Dois pareceres divulgados no mês passado – da AudPortoFerrovia (TCU) e da Seae (Ministério da Fazenda) – sugerem leilão em fase única, com participação dos operadores e compromisso de desinvestimento caso vençam.

Já o parecer do Cade aponta riscos concorrenciais na concessão a operadores já atuantes, mas não é definitivo. Segundo o órgão, “uma análise conclusiva só seria possível em estudo aprofundado de concentração econômica”.

As operadoras do porto de Santos no centro da polêmica reagiram ao parecer do Cade. A A.P. Moller-Maersk, por meio de comunicado, afirma que o parecer está alinhado a recentes decisões do Cade e aos entendimentos já manifestados por outros órgãos da Administração Pública “de que não há fundamentos que justifiquem a exclusão de operadores incumbentes ou verticalizados do leilão do Tecon Santos 10”.

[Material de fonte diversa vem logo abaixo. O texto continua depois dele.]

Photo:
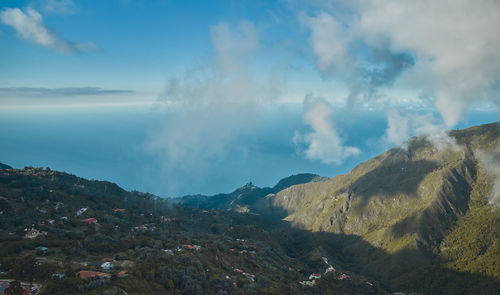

“Conforme o próprio documento, tais restrições ‘violariam a proporcionalidade’ e o simples apontamento de riscos ‘não permite confirmar que se materializariam’”, diz a nota.

A Santos Brasil (CGA CGM), outra grande operadora do porto, também por meio de nota, observa que a discussão sobre o modelo do edital do Tecon 10 é técnica e envolve órgãos reguladores que têm um histórico relevante na definição de modelagens e decisões em situações semelhantes. “A empresa espera que o certame ocorra sem disputas judiciais, confirmando a eficiência do sistema regulatório brasileiro.”

A ICTSI, operadora de origem filipina que havia protocolado representação no Cade e no TCU defendendo a restrição, elogiou o parecer. “A ICTSI considera que a manifestação do Cade se apoia em bases técnicas e jurisprudência consolidada, respeitando as competências da Antaq e decisões de política pública”, diz a nota da empresa.

Os próximos passos do processo podem trazer novas surpresas. O ministro Anastasia, relator do caso no TCU, vai aguardar até sexta, 26 de setembro, a manifestação do Ministério dos Portos e da Antaq sobre o parecer do Cade.

Com os dois documentos em mãos, Anastasia encaminhará o material ao Ministério Público Federal, que também solicitou participação no processo. Após análise, o MPF devolverá sua manifestação ao relator, permitindo que Anastasia inicie a elaboração de seu voto.

Concluído o voto, o ministro convocará a reunião do colegiado do TCU para deliberar sobre o caso. A decisão do tribunal, no entanto, terá caráter orientativo — não vinculativo — e poderá ser adotada ou não pela Antaq.